The ask is no surprise. Many providers are in deep financial trouble. On the expense side, they face higher costs from covid-19 related testing and personal protective equipment (PPE) and higher labor costs. At the same time, revenues are taking a beating. Nursing homes are suffering from the loss of lucrative post-acute rehab and other care for patients recovering from surgery, strokes, and the like. Potential long-term care residents are reluctant to move in. Assisted living facilities and continuing care communities face many of the same problems, though some are slowly beginning to rebound after a catastrophic spring.

The main lobbying group for the industry—the American Health Care Association (AHCA) and the National Center for Assisted Living (NCAL)—released a survey of nursing home operators that reports 55 percent of facilities currently are operating at a loss, 40 percent believe they cannot remain in business for more than six months at current margins, and nearly three-quarters could not survive a year.
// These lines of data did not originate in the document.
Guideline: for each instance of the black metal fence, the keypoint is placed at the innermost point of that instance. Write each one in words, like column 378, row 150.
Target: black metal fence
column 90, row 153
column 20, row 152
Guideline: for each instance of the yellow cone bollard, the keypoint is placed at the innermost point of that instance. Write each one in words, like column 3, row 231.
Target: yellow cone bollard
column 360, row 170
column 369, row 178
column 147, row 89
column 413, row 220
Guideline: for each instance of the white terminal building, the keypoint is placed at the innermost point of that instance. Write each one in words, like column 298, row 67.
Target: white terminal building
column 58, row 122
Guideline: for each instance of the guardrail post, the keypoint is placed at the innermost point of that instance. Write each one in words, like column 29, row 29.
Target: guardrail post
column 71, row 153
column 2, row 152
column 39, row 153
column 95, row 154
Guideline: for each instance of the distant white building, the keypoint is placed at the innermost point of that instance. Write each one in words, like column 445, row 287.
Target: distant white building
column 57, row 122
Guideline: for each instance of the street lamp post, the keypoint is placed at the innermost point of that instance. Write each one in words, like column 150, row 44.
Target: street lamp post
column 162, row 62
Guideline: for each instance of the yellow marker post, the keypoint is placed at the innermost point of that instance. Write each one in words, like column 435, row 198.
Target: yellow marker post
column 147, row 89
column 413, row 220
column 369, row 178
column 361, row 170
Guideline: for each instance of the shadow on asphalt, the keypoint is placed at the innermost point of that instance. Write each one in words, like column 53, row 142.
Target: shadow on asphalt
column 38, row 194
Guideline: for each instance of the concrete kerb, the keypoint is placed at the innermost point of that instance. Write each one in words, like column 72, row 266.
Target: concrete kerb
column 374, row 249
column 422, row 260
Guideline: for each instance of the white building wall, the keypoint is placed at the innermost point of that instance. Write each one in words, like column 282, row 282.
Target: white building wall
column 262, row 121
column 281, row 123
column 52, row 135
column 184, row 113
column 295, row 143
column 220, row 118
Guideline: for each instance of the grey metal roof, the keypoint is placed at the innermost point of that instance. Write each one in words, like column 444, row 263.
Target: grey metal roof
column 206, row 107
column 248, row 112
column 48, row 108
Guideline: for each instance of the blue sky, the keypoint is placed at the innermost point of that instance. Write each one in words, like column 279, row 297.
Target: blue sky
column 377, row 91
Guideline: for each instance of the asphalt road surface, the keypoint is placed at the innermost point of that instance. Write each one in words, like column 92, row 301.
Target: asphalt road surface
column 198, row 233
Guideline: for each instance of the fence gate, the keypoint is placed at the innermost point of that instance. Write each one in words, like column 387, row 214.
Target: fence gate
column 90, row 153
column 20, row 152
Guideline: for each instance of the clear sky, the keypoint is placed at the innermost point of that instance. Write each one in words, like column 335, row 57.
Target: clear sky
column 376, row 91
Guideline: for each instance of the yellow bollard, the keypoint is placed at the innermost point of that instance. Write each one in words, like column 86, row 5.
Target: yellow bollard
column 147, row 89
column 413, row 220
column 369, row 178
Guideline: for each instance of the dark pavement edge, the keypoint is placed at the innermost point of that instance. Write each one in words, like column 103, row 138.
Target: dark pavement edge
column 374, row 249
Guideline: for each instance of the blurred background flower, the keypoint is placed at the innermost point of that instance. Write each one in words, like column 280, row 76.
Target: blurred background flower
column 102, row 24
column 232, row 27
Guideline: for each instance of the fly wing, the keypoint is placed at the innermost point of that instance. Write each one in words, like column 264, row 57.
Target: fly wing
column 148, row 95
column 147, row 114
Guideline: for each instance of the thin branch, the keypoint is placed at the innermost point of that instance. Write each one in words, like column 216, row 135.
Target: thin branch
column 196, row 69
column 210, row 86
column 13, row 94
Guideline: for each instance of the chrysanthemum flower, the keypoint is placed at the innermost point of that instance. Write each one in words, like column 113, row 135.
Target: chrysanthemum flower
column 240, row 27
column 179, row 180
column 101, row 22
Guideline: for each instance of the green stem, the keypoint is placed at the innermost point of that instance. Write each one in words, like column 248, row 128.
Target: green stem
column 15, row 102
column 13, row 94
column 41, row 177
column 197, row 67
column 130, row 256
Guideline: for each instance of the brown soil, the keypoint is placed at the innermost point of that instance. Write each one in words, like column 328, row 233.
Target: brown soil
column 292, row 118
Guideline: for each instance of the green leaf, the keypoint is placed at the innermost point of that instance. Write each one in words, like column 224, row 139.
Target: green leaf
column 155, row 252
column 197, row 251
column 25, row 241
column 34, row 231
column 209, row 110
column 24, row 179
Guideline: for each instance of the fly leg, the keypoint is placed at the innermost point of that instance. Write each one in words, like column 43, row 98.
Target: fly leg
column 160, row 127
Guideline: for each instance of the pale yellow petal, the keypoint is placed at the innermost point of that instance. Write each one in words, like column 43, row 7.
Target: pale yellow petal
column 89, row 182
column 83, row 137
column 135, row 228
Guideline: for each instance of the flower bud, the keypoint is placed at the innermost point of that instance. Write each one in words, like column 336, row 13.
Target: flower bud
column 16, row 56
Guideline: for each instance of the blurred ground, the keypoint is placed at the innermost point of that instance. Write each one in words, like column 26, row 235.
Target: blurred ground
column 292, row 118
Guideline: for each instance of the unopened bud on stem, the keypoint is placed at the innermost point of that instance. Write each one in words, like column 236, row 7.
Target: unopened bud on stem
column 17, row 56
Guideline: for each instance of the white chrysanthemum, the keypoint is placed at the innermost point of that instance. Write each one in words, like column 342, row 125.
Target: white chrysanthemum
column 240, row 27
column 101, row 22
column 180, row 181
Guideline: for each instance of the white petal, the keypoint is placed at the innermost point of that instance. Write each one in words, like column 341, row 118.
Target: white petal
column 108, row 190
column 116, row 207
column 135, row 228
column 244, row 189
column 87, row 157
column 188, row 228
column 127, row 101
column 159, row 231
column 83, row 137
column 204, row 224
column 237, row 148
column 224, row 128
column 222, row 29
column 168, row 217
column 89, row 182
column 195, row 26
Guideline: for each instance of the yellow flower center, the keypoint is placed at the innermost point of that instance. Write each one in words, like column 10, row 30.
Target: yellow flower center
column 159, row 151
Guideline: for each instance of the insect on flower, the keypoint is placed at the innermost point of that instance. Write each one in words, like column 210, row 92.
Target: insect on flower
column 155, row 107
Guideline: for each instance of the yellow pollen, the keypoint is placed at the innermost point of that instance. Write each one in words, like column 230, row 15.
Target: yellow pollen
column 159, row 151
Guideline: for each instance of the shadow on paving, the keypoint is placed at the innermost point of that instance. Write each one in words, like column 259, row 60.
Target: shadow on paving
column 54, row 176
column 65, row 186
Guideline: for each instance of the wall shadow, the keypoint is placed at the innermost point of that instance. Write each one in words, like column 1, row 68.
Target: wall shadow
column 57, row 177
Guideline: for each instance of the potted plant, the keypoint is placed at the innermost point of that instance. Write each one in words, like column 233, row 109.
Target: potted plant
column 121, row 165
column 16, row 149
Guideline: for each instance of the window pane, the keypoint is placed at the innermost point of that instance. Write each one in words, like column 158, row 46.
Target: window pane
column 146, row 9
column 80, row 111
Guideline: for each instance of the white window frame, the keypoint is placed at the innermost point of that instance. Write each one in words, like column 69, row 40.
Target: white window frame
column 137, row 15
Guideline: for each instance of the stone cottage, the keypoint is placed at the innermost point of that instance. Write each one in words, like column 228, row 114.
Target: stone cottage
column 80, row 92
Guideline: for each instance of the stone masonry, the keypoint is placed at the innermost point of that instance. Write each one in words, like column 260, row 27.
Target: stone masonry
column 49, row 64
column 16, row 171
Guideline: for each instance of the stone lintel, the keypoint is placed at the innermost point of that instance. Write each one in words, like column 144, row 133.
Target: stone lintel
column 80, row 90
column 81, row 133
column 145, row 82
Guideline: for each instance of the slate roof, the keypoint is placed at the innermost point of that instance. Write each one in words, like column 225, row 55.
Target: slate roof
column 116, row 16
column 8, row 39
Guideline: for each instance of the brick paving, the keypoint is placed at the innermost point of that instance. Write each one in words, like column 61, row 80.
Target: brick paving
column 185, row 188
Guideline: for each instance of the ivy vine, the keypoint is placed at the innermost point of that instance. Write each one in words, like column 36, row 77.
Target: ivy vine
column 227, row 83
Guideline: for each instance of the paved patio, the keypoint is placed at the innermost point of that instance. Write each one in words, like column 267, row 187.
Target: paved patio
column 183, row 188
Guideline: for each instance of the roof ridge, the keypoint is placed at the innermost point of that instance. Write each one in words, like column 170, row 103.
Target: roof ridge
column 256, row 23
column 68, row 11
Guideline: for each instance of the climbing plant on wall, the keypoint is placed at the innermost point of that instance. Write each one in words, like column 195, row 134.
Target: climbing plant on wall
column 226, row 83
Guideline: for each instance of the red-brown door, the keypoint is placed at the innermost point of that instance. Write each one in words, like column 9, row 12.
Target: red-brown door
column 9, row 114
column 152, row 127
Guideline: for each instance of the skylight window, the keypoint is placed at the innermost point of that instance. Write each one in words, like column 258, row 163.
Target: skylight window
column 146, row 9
Those results are consistent with one expert in nursing home financing who privately predicts that covid-19 will drive about half of all current operators out of business.

One of the nation’s largest nursing home companies, Genesis Healthcare Inc., warned investors on Aug. 10 that cash flow constraints mean there is  “substantial doubt about the Company’s ability to continue as a going concern.”

Moral hazard

A short-term financial bailout may keep some facilities above water for a while. But even after the covid-19 pandemic eases, facilities still will be faced with higher labor costs (severe worker shortages were driving up wages even before the pandemic). They still will be burdened with the capital costs of reconfiguring their interior space to reduce the spread of future viral infections. For instance, many likely will have to abandon arrangements where two—and even four—unrelated residents share a room.
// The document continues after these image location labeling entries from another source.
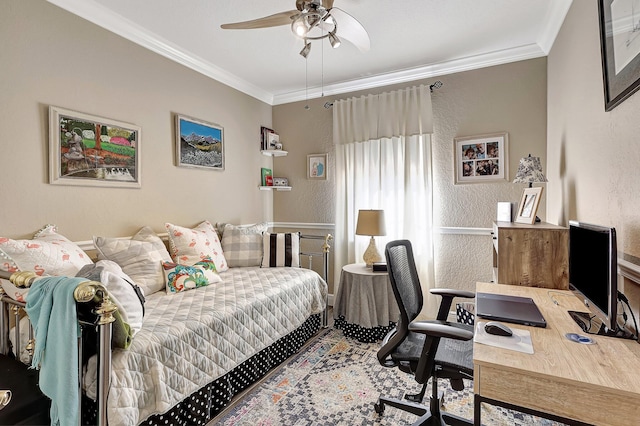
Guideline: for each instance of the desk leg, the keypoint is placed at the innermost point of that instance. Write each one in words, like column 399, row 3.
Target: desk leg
column 477, row 400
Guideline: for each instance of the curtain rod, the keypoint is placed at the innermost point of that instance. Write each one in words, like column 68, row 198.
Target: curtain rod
column 436, row 85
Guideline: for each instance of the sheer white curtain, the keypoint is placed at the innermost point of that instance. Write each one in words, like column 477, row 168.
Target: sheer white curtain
column 383, row 161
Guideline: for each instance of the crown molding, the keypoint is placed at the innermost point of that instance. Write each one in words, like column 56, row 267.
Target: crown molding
column 555, row 17
column 107, row 19
column 443, row 68
column 112, row 22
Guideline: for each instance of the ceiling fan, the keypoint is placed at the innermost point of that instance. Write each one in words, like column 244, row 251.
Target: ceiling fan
column 313, row 20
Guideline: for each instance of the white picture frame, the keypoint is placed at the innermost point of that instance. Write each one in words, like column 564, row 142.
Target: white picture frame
column 88, row 150
column 317, row 166
column 482, row 158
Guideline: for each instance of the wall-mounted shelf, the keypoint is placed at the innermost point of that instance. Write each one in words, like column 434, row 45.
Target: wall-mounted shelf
column 277, row 188
column 274, row 152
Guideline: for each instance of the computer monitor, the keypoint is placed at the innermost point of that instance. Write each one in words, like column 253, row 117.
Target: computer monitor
column 593, row 269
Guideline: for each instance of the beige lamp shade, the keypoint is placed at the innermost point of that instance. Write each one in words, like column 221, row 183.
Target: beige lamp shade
column 370, row 222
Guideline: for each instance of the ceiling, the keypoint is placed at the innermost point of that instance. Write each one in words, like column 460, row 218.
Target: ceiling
column 410, row 40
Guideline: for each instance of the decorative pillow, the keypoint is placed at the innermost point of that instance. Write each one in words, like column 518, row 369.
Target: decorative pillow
column 189, row 246
column 281, row 249
column 48, row 253
column 139, row 257
column 181, row 277
column 16, row 293
column 124, row 293
column 242, row 245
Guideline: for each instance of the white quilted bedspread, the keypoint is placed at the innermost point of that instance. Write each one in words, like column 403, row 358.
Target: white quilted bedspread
column 191, row 338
At the same time, demand for both post-acute and long-stay care is unlikely to return to pre-covid-19 levels. Improving technology, Medicare and Medicaid payment changes, and the growth of managed care all will drive patients out of nursing homes and into home-based alternatives.

It is worse with liability protection. Sure, it might reduce short-term legal costs and keep insurance affordable for providers. But government bailouts and liability protection are a classic example of moral hazard: If you think someone else will pay for your mistakes, you likely will keep making them.

In this case, poorly designed assistance will only discourage operators from making needed changes in staffing, care protocols, and design. That, in turn, will drive away more consumers and likely result in more regulation.   

Senior living operators are not alone in their shortsightedness, however. Advocates for older adults also are aiming far too low. The National Council on Aging, for example, is advocating for a temporary increase in federal funding for Medicaid home and community-based care. The AARP doesn’t even go that far: Its legislative response to covid-19 seems primarily focused on supporting more funding for PPE and testing in nursing homes, as well as more oversight of the facilities.

These advocates for providers and consumers should know better. Short-term fixes will do nothing to repair the nation’s shattered system of caring for those with long-term care needs.